Mayor Sadiq Khan said: “I was furious on behalf of Londoners that TfL was having to consider reducing the bus network due to conditions attached by the Government to the funding deal. The strength of feeling across the capital was clear to me, and I was adamant that I would explore every avenue available to me to save as many buses as possible.
“This will mean tough decisions elsewhere, but I am very pleased that the vast majority of bus routes proposed to be cut due to the Government’s funding conditions can now be saved. TfL has looked carefully at the small amount of routes still affected in order to reduce the impact on passengers as much as possible. Buses sit at the heart of the capital’s transport network and have a key role to play as we continue building a better, greener and fairer city for all Londoners.”
Geoff Hobbs, TfL’s Director of Public Transport Service Planning, added: “This new funding, alongside our detailed analysis of the extensive consultation feedback and emerging travel patterns, has allowed us to significantly reduce the scope of the changes. The proposals that we will be taking forward are those that have a minimal impact on Londoners, as they are areas with much higher provision of buses than there is demand.

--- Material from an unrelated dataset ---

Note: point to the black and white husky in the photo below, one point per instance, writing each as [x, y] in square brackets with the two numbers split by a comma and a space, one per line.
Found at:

“Buses have a vital role to play in a sustainable and growing London. We have been able to protect investment in our zero-emission bus fleet, ensuring we are supporting the capital’s economic recovery and encouraging people to make environmentally friendly travel choices.”
TfL said that more than 21,500 people shared their feedback to help it shape the changes. Respondents, it said, were most concerned about having to change buses. Currently around 19% of bus journeys in London involve an change of bus, TfL says, and the new plans will see that increase to 20%. London’s Hopper fare allows unlimited bus travel within an hour. In total, TfL will carry out 11 out of 57 day or 24-hour route changes and three route withdrawals out of the originally proposed 22. There will also be changes to four night bus routes.